L’homme a bien à la verité grande preeminence par dessus les bestes, ut præsit piscibus maris, volatilibus
cœli, bestiis terræ.
[1].
Et c’est à cause de sa belle et droicte
forme, de sa sagesse et prerogative de son esprit ;
mais non pas qu’il leur commande, ny
qu’elles luy obéïssent.
Il y a encore un autre advantage voisin de cestuy-ci, pretendu par l’homme, qui est une pleine liberté, reprochant aux bestes la servitude, captivité, subjection ; mais c’est bien mal à propos.
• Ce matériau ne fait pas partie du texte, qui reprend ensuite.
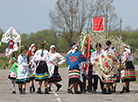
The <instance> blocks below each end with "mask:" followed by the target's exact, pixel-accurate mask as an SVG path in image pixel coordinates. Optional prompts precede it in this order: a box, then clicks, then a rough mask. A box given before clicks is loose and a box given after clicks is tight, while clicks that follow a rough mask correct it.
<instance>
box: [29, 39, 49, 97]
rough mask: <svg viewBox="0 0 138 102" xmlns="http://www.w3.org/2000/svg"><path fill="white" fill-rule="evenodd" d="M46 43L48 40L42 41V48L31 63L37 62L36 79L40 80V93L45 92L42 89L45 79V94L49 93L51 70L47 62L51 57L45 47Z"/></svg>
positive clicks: (36, 66) (35, 53)
mask: <svg viewBox="0 0 138 102" xmlns="http://www.w3.org/2000/svg"><path fill="white" fill-rule="evenodd" d="M45 44H46V41H41V43H40V47H41V48H40V49H39V50H37V51H36V53H35V55H34V57H33V59H32V60H31V63H33V62H36V74H35V81H39V84H38V91H37V93H38V94H43V92H42V91H41V85H42V82H43V81H44V86H45V94H49V93H48V90H47V85H48V79H49V72H48V66H47V63H46V62H47V61H48V59H49V54H48V51H47V50H45V49H44V45H45Z"/></svg>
Il y a bien plus de subject et d’occasion de le reprocher à l’homme, tesmoins les esclaves non seulement faicts par force, et ceux qui descendent d’eux, mais encore les volontaires, qui vendent à purs deniers leur liberté, ou qui la donnent de gayeté de cœur, ou pour quelque commodité, comme les escrimeurs anciens à outrance, les femmes à leurs dames, les soldats à leurs capitaines. Or il n’y a rien de tout cela aux bestes : elles ne s’asservissent jamais les unes aux autres ; ne vont point à la servitude, ny activement, ny passivement, ny pour asservir, ny pour estre asservies ; et sont, en toutes façons, plus libres que les hommes. Et ce que l’homme va à la chasse, prend, tue, mange les bestes ; aussi est-il prins, tué, mangé par elles à son tour, et plus noblement, de vive force, non par finesse, et
- ↑ « Pour dominer sur les poissons de la mer, sur les oiseaux du ciel et les animaux de la terre ». Gen. I, 26.